In their study, Dr. Coronado and her co-investigators worked with rural Medicaid health plans (called coordinated care organizations in Oregon), and their affiliated primary care clinics. They identified 28 clinics; 14 were allocated to the intervention and 14 were allocated to receive usual care. For intervention clinics, the health plans generated lists of enrollees who were due for colorectal cancer screening. Clinic staff then reviewed the lists, removing any patient who was ineligible for screening or who hadn’t established care.
The health plans then contracted with vendors to mail FITs to patients who were due. The health plans and clinics then sent follow-up reminders to patients via text message or phone. Patients with an abnormal FIT result were navigated to receive a follow-up colonoscopy. The study included 5,614 Medicaid enrollees (2,613 in intervention clinics and 3,001 in usual care clinics).

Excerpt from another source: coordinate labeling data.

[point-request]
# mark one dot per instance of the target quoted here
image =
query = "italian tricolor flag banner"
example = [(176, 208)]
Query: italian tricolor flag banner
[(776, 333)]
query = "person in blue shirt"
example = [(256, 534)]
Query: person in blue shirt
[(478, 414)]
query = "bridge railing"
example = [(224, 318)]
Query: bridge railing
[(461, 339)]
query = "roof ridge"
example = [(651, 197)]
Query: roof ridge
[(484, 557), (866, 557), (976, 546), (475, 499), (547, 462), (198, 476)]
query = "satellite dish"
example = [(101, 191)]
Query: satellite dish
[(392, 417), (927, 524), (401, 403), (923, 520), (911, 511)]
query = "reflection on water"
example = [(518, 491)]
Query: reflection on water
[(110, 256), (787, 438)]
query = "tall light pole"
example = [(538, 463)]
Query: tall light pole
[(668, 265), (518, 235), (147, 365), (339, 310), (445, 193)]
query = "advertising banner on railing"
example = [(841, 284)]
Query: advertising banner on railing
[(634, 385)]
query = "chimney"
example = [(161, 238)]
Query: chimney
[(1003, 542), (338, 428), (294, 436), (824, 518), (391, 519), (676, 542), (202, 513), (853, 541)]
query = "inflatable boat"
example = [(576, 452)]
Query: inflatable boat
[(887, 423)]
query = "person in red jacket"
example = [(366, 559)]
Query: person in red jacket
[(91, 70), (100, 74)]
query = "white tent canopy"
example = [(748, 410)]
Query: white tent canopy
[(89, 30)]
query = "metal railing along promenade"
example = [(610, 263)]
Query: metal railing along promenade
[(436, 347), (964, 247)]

The researchers found that the mailed FIT outreach and patient navigation program led to a 7.3% increase in colorectal cancer screening over usual care.
“Our program reached many first-time screeners, laying the foundation for a habit of routine screening,” said Dr. Coronado. “Our partnership among Medicaid health plans, clinics and direct-mail vendors could substantially increase screening for a leading cause of cancer death in the United States.”

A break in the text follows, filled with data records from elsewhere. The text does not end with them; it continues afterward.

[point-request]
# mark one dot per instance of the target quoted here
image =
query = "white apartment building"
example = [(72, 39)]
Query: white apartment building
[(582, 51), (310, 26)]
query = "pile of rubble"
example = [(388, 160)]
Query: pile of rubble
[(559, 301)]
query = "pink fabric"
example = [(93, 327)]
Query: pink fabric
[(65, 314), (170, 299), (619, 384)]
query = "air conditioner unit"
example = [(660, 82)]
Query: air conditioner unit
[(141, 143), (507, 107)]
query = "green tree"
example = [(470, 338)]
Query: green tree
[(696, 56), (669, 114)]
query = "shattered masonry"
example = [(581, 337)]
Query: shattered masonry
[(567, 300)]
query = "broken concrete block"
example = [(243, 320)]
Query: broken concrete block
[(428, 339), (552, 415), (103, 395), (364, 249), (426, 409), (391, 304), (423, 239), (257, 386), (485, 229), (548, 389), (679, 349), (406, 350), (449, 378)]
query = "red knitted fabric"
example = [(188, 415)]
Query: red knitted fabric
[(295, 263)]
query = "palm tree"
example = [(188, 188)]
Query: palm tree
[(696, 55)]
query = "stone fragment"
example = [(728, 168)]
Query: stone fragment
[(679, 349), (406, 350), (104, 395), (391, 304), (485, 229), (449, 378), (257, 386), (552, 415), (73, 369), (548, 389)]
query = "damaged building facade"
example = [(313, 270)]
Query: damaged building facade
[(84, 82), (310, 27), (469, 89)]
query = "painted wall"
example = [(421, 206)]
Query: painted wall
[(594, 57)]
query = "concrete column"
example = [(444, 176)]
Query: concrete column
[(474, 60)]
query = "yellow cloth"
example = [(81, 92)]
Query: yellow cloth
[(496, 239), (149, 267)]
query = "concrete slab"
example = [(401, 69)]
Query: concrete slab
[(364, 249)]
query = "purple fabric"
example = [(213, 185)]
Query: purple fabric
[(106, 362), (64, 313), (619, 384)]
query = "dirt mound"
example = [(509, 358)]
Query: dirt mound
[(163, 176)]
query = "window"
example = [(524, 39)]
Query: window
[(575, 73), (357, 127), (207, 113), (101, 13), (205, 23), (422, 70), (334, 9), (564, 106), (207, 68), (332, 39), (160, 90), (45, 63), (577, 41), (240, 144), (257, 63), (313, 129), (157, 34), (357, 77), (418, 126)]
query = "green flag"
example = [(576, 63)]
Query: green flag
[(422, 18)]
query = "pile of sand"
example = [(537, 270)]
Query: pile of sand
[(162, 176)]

Evangelos Messaris, MD, PhD, the chief of the Division of Colon and Rectal Surgery at Beth Israel Deaconess Medical Center, in Boston, who was not involved with either study, underscored the benefits of such programs. They create “the potential to reduce colorectal cancer death rates because increased screening leads to earlier detection of polyps and cancer, improving survival rates.”
Suggesting that an expanded centralized screening approach could potentially improve national screening rates, such as [is done] in Europe, where countries use these types of tests to increase national screening rates for CRC, he said, “governments, health organizations and policymakers should consider funding and implementing mailed FIT programs in primary care and public health settings.”
However, Dr. Messaris pointed to an area that still needs to be addressed. “While patient navigation improves colonoscopy completion, nearly one-third of FIT-positive patients still do not get follow-up [colonoscopy].”
—Kate O’Rourke
Drs. Messaris and Reuland reported no relevant financial disclosures.
This article is from the May 2025 print issue.